Following close behind, the Grey Knight Justicar stopped to listen to an incoming transmission. Though his face was invisible behind his gleaming helm, such hesitation is unnatural for a Gray Knight. Baeloth stopped, and examined him through his own helm.

"What is it, Justicar Elidian? Have they found the structures?"

The Justicar paused, and emotionlessly said, "Listen to the message, if you would. I can't tell what happened, but you may know more."

With that, Baeloth's own helmet began to play the message in his ears, a garbled, crackling audio feed that sizzled and popped in and out of frequency:

"_First Recon reporting. Intelligence was correct; the unholy structures lay at coordinates 1120.541 by 723.669. The structures are large and are shaped like tall ziggurats; Spectral analysis is inconclusive. We cant seem to get any sort of reading on what the structure is made out of or what is inside; Its completely refusing our equipment. We're going to move in and get a closer look. It appears to be extraordinarily large, a least as large as- Stop. Alinus, what is that? HQ: Possible Xeno sighted, but all we can see is a faint green glow, very small in comparison to the structure. It may be a part of the structure, as these ruins are supposedly inactive, but... Hang on, the object is moving. It is travelling about- Wait, no, it stopped._"

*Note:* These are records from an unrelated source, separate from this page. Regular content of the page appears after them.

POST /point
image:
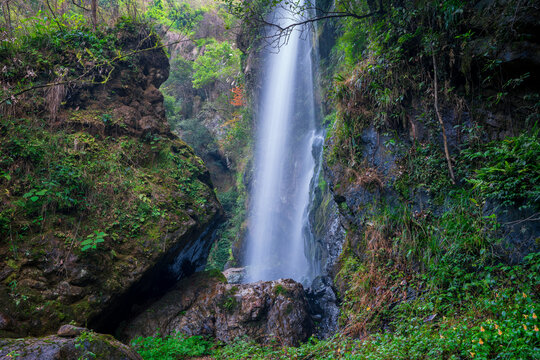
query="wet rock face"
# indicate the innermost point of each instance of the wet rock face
(323, 306)
(49, 280)
(70, 343)
(205, 305)
(129, 103)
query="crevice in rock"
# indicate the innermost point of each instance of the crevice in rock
(180, 262)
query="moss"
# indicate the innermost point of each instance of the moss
(280, 290)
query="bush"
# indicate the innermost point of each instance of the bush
(511, 172)
(171, 347)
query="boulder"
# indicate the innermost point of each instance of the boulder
(205, 304)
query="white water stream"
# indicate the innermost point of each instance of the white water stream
(287, 131)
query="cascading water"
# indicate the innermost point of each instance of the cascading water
(287, 139)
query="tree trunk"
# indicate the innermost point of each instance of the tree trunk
(445, 141)
(7, 18)
(94, 14)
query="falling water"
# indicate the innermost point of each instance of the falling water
(287, 138)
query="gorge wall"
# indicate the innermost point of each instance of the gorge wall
(103, 207)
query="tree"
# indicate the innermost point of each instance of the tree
(7, 17)
(94, 14)
(256, 14)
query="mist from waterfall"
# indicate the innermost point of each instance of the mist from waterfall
(287, 139)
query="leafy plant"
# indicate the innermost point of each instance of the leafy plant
(510, 171)
(92, 240)
(220, 61)
(171, 347)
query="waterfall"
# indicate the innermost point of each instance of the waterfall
(287, 138)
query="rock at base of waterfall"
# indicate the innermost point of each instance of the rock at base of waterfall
(323, 306)
(84, 345)
(235, 275)
(205, 304)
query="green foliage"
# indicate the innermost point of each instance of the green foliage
(101, 180)
(219, 62)
(176, 15)
(171, 347)
(92, 240)
(509, 170)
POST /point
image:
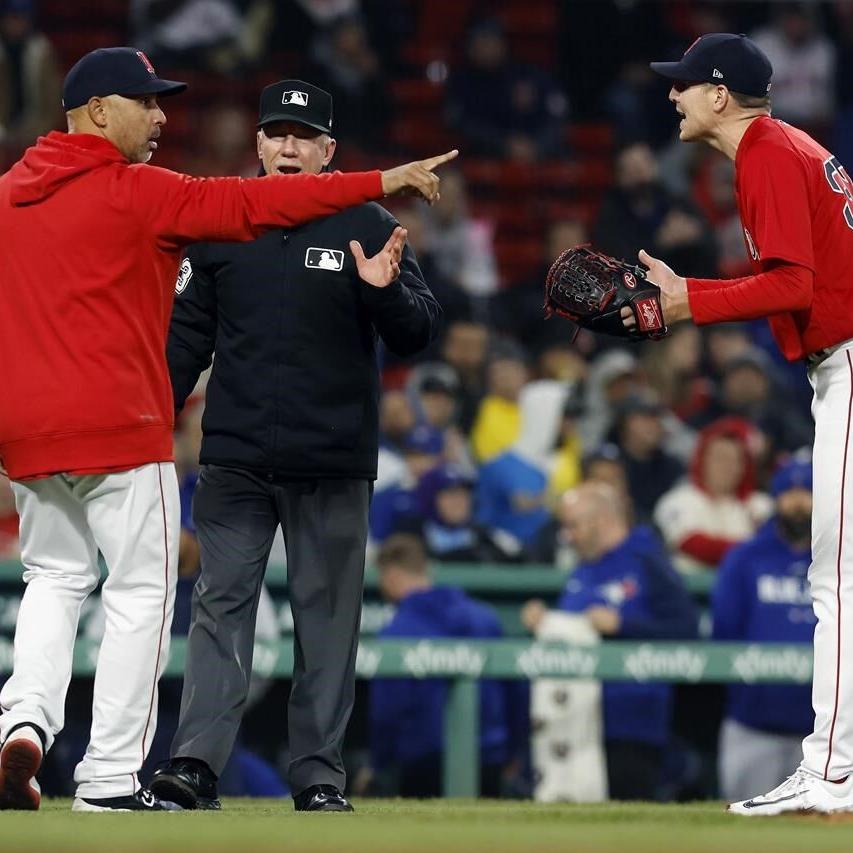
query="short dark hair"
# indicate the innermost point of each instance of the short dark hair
(404, 551)
(751, 102)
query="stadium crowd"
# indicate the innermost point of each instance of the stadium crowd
(492, 437)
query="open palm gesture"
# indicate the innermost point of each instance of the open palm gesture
(384, 266)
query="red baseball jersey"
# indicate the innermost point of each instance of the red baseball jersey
(796, 206)
(89, 257)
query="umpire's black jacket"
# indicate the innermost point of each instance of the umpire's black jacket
(294, 390)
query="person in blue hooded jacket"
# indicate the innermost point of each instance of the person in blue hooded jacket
(625, 585)
(407, 715)
(762, 596)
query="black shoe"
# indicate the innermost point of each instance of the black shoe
(321, 798)
(188, 782)
(142, 801)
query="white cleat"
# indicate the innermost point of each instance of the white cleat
(800, 792)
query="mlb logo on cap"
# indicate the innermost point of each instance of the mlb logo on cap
(296, 100)
(300, 98)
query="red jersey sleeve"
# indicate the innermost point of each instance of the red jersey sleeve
(180, 209)
(785, 287)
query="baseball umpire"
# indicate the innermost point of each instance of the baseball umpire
(93, 240)
(290, 438)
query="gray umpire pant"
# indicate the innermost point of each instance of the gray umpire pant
(324, 522)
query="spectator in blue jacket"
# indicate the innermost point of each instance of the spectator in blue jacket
(406, 715)
(625, 585)
(396, 505)
(762, 596)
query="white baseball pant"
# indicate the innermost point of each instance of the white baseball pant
(828, 751)
(133, 518)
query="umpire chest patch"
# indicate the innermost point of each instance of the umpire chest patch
(185, 273)
(324, 259)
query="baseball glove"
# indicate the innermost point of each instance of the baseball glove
(591, 289)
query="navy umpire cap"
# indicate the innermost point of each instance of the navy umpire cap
(296, 100)
(731, 60)
(114, 71)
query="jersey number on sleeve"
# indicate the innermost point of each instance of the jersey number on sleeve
(840, 182)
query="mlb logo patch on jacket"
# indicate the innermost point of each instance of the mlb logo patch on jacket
(324, 259)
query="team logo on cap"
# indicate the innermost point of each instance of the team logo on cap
(324, 259)
(146, 62)
(293, 97)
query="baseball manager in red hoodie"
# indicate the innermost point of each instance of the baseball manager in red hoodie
(92, 241)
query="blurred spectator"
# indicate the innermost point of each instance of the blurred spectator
(636, 104)
(221, 143)
(407, 715)
(502, 108)
(762, 596)
(650, 469)
(674, 370)
(434, 388)
(446, 523)
(749, 390)
(513, 487)
(626, 588)
(803, 61)
(703, 518)
(639, 213)
(605, 464)
(723, 343)
(499, 416)
(30, 85)
(345, 64)
(298, 22)
(462, 246)
(517, 310)
(465, 350)
(396, 421)
(613, 376)
(435, 397)
(565, 472)
(217, 35)
(9, 543)
(396, 505)
(455, 302)
(553, 544)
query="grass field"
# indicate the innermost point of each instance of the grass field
(431, 827)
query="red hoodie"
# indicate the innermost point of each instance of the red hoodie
(702, 546)
(89, 256)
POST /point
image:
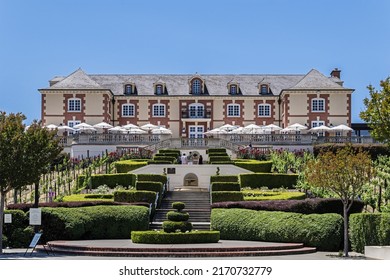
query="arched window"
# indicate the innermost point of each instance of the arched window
(318, 105)
(264, 110)
(196, 86)
(158, 110)
(74, 105)
(196, 110)
(128, 89)
(128, 110)
(233, 110)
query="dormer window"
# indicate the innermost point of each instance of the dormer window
(264, 89)
(129, 89)
(196, 86)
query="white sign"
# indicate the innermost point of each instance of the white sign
(7, 218)
(35, 216)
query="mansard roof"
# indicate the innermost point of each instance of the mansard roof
(178, 85)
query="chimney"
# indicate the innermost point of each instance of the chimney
(335, 73)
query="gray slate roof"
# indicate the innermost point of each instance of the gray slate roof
(179, 84)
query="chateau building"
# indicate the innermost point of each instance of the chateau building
(190, 105)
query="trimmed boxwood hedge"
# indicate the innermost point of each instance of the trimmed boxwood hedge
(369, 229)
(160, 237)
(96, 222)
(307, 206)
(255, 165)
(125, 166)
(224, 178)
(18, 233)
(323, 231)
(135, 196)
(270, 180)
(225, 186)
(111, 180)
(226, 196)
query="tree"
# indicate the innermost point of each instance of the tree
(23, 155)
(377, 113)
(344, 174)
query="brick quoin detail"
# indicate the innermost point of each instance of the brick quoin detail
(268, 120)
(162, 120)
(124, 120)
(68, 116)
(312, 116)
(238, 120)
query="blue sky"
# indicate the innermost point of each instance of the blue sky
(42, 39)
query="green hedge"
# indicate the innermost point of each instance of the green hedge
(153, 178)
(125, 166)
(323, 231)
(226, 196)
(367, 229)
(270, 180)
(224, 178)
(95, 222)
(18, 233)
(160, 237)
(111, 180)
(135, 196)
(255, 165)
(225, 186)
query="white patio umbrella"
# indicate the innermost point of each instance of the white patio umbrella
(161, 130)
(102, 125)
(51, 126)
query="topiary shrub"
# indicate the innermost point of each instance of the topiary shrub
(96, 222)
(225, 186)
(226, 196)
(369, 229)
(255, 165)
(178, 216)
(270, 180)
(224, 178)
(160, 237)
(125, 166)
(321, 231)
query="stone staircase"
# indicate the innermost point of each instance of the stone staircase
(197, 205)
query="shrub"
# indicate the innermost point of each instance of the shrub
(225, 186)
(178, 216)
(111, 180)
(97, 222)
(135, 196)
(159, 237)
(125, 166)
(178, 205)
(226, 196)
(321, 231)
(255, 165)
(224, 178)
(307, 206)
(269, 180)
(173, 226)
(367, 229)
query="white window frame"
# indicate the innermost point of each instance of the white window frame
(316, 105)
(158, 110)
(233, 110)
(127, 114)
(72, 106)
(262, 112)
(196, 86)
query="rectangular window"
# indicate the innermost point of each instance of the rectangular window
(159, 110)
(318, 105)
(233, 110)
(74, 105)
(128, 110)
(264, 110)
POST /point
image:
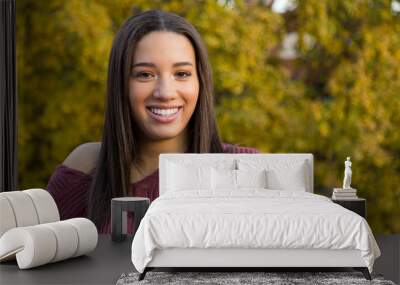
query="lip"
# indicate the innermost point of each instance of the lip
(163, 107)
(164, 120)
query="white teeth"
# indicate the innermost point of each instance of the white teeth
(164, 112)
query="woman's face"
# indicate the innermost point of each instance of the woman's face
(163, 86)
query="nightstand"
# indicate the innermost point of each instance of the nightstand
(119, 208)
(358, 205)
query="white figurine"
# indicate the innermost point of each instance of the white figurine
(347, 174)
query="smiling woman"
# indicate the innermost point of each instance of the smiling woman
(159, 100)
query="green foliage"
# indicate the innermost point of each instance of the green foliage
(339, 97)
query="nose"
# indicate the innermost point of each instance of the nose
(165, 88)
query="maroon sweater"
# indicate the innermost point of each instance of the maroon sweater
(69, 188)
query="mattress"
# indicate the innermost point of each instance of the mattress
(250, 218)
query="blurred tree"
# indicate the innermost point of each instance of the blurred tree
(336, 97)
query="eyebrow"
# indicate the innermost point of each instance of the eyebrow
(149, 64)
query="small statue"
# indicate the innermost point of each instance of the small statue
(347, 174)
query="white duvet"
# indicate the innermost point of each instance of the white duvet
(251, 218)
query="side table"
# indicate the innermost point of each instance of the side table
(119, 208)
(358, 205)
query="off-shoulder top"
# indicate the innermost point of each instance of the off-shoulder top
(69, 188)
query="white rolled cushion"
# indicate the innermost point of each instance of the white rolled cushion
(23, 208)
(67, 239)
(182, 178)
(223, 179)
(7, 218)
(251, 178)
(33, 245)
(40, 244)
(45, 206)
(87, 235)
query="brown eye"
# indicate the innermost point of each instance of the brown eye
(183, 74)
(143, 75)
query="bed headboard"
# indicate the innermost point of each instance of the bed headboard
(233, 160)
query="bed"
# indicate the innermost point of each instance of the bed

The transmission ended abruptly with a sharp whine and then static. Dead silence filled the space betwixt Baeloth and Elidian, as neither knew what had happened, but both could easily assume.

Elidian broke the silence first. "Sir? Are you able to shed light on this event?"

Baeloth had seen the feeds- Heard that very noise, that same shrieking terror that lashed forth. It was an image burned forever into his memory. The same unholy, horror-inspiring sound that accompanied the discharge of a Gauss weapon- a Necron weapon. He had seen squads of men left little more than smoldering fragments of bone and armor, men whose flesh had dissolved from the bone, enveloped in a ghastly green energy beam.

"They are dead. The sound at the end was a Gauss discharge."

Elidian stood stoic, undaunted by this news. "Necrons? Arent these structures supposed to be inactive?"

"If our intelligence is to be believed, then yes. However, this may be a sentry of some kind, set to work before the tombs reawaken. If so, we have little time. Rouse the men. We set to battle immediately. We cannot lose this opportunity to strike. Should we wait, we shall all be doomed."

Elidian saluted, and quickly strode off towards the command module. Baeloth watched him as the Justicar went resolutely forth, unknowing of the peril he faced, and not caring either way. Elidian would die with the Emperor's name on his lips- as would Baeloth, if they needed to.

Baeloth strode to his own quarters- He had preparations to make, prayers to say, and reports to write. He concentrated with is utmost dedication as around him the makeshift headquarters roared to life, engines screaming and machinery thrumming the name of the Imperium over the vast dead wastes of the Tomb World.

Within hours, the small army of Grey Knights stood ready for battle, having moved into position behind a tall cresting hill between themselves and the structures. Two mighty Land Raiders punctuated the flanks, as Gray Knight Terminators held resolutely at the front. All were motionless for the Inquisitor and Elidian. The air hung with a deathly silence, all eyes fixed upon him as Baeloth strode across the front of the force. He stopped, gazed upon them, and spoke.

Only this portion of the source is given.